There appeared to be little on, but a weak tackle by substitute Alex Goode on Huget allowed the wing to offload to Brice Dulin.
The full-back chipped ahead and once again England were deceived by the bounce, enabling Huget to score.
Wood was at the centre of a large scuffle as France took exception to a tackle that was marginally late, but no meaningful punches were thrown and the Northampton blindside escaped punishment.
A collapsed scrum enabled Doussain to add another penalty and England’s bad luck continued when Goode – who had replaced blood injury victim Jonny May - danced free of Dulin only to knock on.
France’s scrum was gaining an important foothold in the game and when another set-piece collapsed, the visitors lost another attacking opportunity.
Just as critically it enabled the favourites to probe once again and Picamoles made ground before Dulin hacked ahead and this time the ball bounced off the flag and out of reach.
Both sides were looking for the offload at every opportunity only to gift the ball to the opposition, but their ambition was making for an entertaining match.
Finally England’s attack clicked when a series of drives resulted in a ragged French defence that was exploited when Vunipola fed Brown, who forced his way through three blue shirts to touch down on the line.
Care was only fractionally short when touching down as England made a barnstorming start to the second half, built on Farrell's clever kick into the corner.

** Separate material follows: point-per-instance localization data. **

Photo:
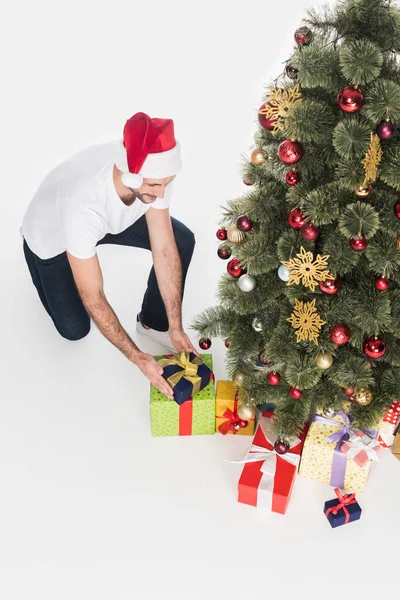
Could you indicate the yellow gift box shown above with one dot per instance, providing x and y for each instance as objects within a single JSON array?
[
  {"x": 319, "y": 460},
  {"x": 227, "y": 419}
]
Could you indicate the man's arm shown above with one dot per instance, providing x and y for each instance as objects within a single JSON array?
[{"x": 89, "y": 281}]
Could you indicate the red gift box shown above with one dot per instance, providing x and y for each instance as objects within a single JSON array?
[
  {"x": 389, "y": 425},
  {"x": 269, "y": 481}
]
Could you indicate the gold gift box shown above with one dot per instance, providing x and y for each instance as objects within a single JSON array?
[{"x": 317, "y": 458}]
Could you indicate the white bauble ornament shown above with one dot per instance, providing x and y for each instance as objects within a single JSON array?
[
  {"x": 283, "y": 273},
  {"x": 247, "y": 283},
  {"x": 257, "y": 325}
]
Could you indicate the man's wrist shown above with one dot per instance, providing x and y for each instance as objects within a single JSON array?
[
  {"x": 175, "y": 325},
  {"x": 136, "y": 355}
]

The Saracens fly-half landed a penalty and Harlequins team-mates Care and Brown were again heavily involved as the French were shoved backwards.
The tide was turning and England’s dominance finally made an impact on the scoreboard when they took the lead with Burrell’s 48th-minute try.
Vunipola blasted a hole through the midfield and offloaded out of the tackle to Burrell who had picked a superb line that led him straight over the whitewash.
A try-saving tackle by Twelvetrees on Fofana kept France at bay, while at the other end a drop-goal from Care extended England’s lead to five points.
France refused to throw in the towel as they made occasional visits into the opposition 22, but when Nowell forced his way into space it was clear the best moments were belonging to England.
Substitute Maxime Machenaud landed three points and Goode replied in the same vein and the game had become a cagey exchange of kicks, waiting for the opposition to commit an error.
But it was not a mistake that enabled France to break from their half and snatch the lead with three minutes remaining.
Dimitri Szarzewski showed great awareness to delay his pass to Gael Fickou and the wing stepped inside England’s cover and sprinted in under the posts.
And Machenaud’s successful conversion left stunned England holding their heads in despair.